If it is given that tan(A-B)=tanA-tanB/1+tanAtanB and tanP-1/1+tanP=tan195 find p
To find the value of P, we will use the given equation:
tan(P - 1) / (1 + tan(P)) = tan(195)
Step 1: Simplify tan(195)
Since 195 is not a common angle, we need to rewrite 195 as a sum or difference of angles that we can work with.
We know that 180 degrees is equivalent to π radians, so we can use this conversion to find an angle we are more familiar with: 195 = 180 + 15.
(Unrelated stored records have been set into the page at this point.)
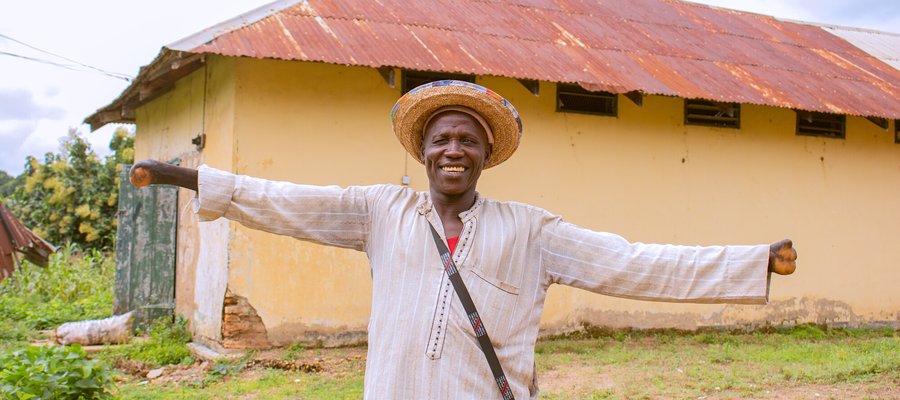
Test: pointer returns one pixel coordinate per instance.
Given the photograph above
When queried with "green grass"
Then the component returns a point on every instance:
(266, 384)
(691, 365)
(638, 365)
(74, 286)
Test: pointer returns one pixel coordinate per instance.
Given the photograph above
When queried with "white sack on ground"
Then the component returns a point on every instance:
(112, 330)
So we have tan(195) = tan(180 + 15)
Using the trigonometric identity tan(A + B) = (tanA + tanB) / (1 - tanA*tanB), we can rewrite this as:
tan(180 + 15) = (tan(180) + tan(15)) / (1 - tan(180)*tan(15))
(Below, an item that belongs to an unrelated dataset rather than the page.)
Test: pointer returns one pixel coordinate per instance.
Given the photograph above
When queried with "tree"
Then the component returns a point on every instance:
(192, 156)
Step 2: Calculate tan(180) and tan(15)
Using known values, we can substitute in the tangents of 180 and 15.
tan(180) = 0
tan(15) = 0.267949
So our equation becomes:
tan(195) = (0 + 0.267949) / (1 - 0*0.267949)
Step 3: Simplify the expression
Since 0 multiplied by anything equals 0, we can further simplify the equation:
tan(195) = 0.267949 / 1
tan(195) = 0.267949
Step 4: Substitute into the original equation
Now we can substitute this result into the equation we are given and solve for P:
tan(P - 1) / (1 + tan(P)) = 0.267949
Simplifying the equation gives us:
(tan(P) - 1) / (1 + tan(P)) = 0.267949
Cross-multiplying gives us:
tan(P) - 1 = 0.267949 * (1 + tan(P))
Expanding the right side and simplifying further:
tan(P) - 1 = 0.267949 + 0.267949 * tan(P)
Combining like terms:
tan(P) - tan(P) * 0.267949 = 0.267949 + 1
Simplifying further:
tan(P) * (1 - 0.267949) = 1.267949
tan(P) * 0.732051 = 1.267949
Dividing both sides by 0.732051 gives us:
tan(P) = 1.731975
Step 5: Solve for P
To find P, we need to calculate the inverse tangent (arctan) of 1.731975.
P = arctan(1.731975)
Using a calculator or mathematical software, we find that
P ≈ 60 degrees
So, the value of P is approximately 60 degrees.
To find the value of P, we need to simplify the given equation: tan(P - 1) / (1 + tan(P)) = tan(195).
Step 1: Recall the identity for tan(A - B): tan(A - B) = (tanA - tanB) / (1 + tanA * tanB).
Comparing this identity with the given equation, we can see that P plays the role of A and 1 plays the role of B in the identity. Thus, we can write the equation as follows:
tan(P - 1) / (1 + tan(P)) = tan(P) - tan(1) / (1 + tan(P) * tan(1)) = tan(195).
Step 2: Simplify the equation further by substituting the values from the given equation.
tan(P) - tan(1) / (1 + tan(P) * tan(1)) = tan(195).
tan(1) can be evaluated as tan(1 degree) ≈ 0.017455 (using a calculator).
Hence, the equation becomes:
tan(P) - 0.017455 / (1 + tan(P) * 0.017455) = tan(195).
Step 3: Use the inverse tangent function (arctan or tan^(-1)) to solve for P.
arctan(tan(P) - 0.017455 / (1 + tan(P) * 0.017455)) = arctan(tan(195)).
P - 0.017455 / (1 + P * 0.017455) = 195.
Solving this equation will give you the value of P. You can use numerical methods such as Newton's method or trial and error to approximate the value.